November 23, 2008

HazelNOTS

I don't particularly like hazelnuts, so I've never used them at home. I've started to use them sparingly, because I've decided they're okay in small doses. I had a recipe that called for roasting hazelnuts. First the nuts are roasted in the oven, then you rub them in a clean kitchen towel and the skins come right off. I went to the store, bought the nuts, and roasted them. Took them out of the oven... hey, why aren't the skins coming off?

Turns out the hazelnuts need to be shelled before roasting. Duh.

August 25, 2008

Charred Tomatoes

I roasted a couple of trays of tomatoes, fresh from our garden today. We have a bumper crop of sauce tomatoes, and I didn't feel like making a bunch of sauce. This is a great way to use them up. I like the roasted tomatoes just eaten plain as a snack, or on a good grilled cheese sandwich.
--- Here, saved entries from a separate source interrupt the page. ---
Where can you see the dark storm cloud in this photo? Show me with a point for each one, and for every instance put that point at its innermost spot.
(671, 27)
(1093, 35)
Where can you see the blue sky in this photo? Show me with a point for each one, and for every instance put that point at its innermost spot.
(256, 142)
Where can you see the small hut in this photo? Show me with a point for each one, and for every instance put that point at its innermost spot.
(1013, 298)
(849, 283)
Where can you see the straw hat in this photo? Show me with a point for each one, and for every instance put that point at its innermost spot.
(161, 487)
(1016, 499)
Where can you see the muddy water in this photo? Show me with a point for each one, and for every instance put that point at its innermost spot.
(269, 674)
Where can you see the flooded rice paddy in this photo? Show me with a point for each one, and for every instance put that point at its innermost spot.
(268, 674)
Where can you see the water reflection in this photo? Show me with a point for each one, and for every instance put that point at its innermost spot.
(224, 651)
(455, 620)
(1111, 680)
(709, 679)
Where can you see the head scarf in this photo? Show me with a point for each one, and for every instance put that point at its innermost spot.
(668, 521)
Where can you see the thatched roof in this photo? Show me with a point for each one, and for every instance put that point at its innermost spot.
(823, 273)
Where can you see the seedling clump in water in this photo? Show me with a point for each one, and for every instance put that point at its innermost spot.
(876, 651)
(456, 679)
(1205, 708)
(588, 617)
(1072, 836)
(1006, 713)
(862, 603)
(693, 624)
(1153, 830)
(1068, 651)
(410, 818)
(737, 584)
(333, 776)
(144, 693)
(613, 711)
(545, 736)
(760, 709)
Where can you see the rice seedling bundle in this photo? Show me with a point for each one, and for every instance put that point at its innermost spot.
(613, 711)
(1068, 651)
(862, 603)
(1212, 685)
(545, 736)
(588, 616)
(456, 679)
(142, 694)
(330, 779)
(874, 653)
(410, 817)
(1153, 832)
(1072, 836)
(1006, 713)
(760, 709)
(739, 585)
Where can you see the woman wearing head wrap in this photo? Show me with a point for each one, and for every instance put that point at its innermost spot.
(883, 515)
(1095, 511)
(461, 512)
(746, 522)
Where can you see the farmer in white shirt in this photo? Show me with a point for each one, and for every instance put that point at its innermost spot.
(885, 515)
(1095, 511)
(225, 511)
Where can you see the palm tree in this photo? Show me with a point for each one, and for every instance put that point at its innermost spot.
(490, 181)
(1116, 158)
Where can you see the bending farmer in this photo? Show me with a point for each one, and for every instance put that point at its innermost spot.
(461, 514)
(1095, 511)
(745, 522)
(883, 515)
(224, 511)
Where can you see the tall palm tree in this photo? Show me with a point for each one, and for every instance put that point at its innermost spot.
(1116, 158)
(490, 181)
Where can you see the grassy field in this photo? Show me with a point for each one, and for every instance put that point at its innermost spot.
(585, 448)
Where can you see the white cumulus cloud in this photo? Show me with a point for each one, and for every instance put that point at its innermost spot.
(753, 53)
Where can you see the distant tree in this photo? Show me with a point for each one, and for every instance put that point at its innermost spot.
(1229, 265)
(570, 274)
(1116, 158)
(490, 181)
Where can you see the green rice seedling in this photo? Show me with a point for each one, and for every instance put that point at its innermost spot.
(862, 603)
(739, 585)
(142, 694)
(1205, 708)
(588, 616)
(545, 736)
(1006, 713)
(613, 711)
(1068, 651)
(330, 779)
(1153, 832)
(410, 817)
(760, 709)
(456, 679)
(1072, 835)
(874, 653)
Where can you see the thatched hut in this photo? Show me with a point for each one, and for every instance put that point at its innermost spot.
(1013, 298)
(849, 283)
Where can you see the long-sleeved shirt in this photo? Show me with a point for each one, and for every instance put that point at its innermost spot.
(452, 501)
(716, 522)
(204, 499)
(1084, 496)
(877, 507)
Or on bruschetta. Don't ask me why I took these smaller tomatoes and set the oven and timer for the same amount of time as what I use for larger tomatoes. Basic bone-headedness - nothing in the recipe calls for slow-roasting until almost ashy.

  • Slow-Roasted Summer Tomatoes (Fine Cooking #66, September 2004, p. 60)

June 17, 2008

Chocolate Stout Break

This is the second time I've made this cake, and it's really not easy to work with. It fell in the middle and when I cut it in two, it wasn't thick enough in the middle so I ended up with the top in pieces. And a gigantic hole on top. Luckily ganache covers all and it ended up looking and tasting okay in the end... but I'm not sure I'm going to try making this cake again.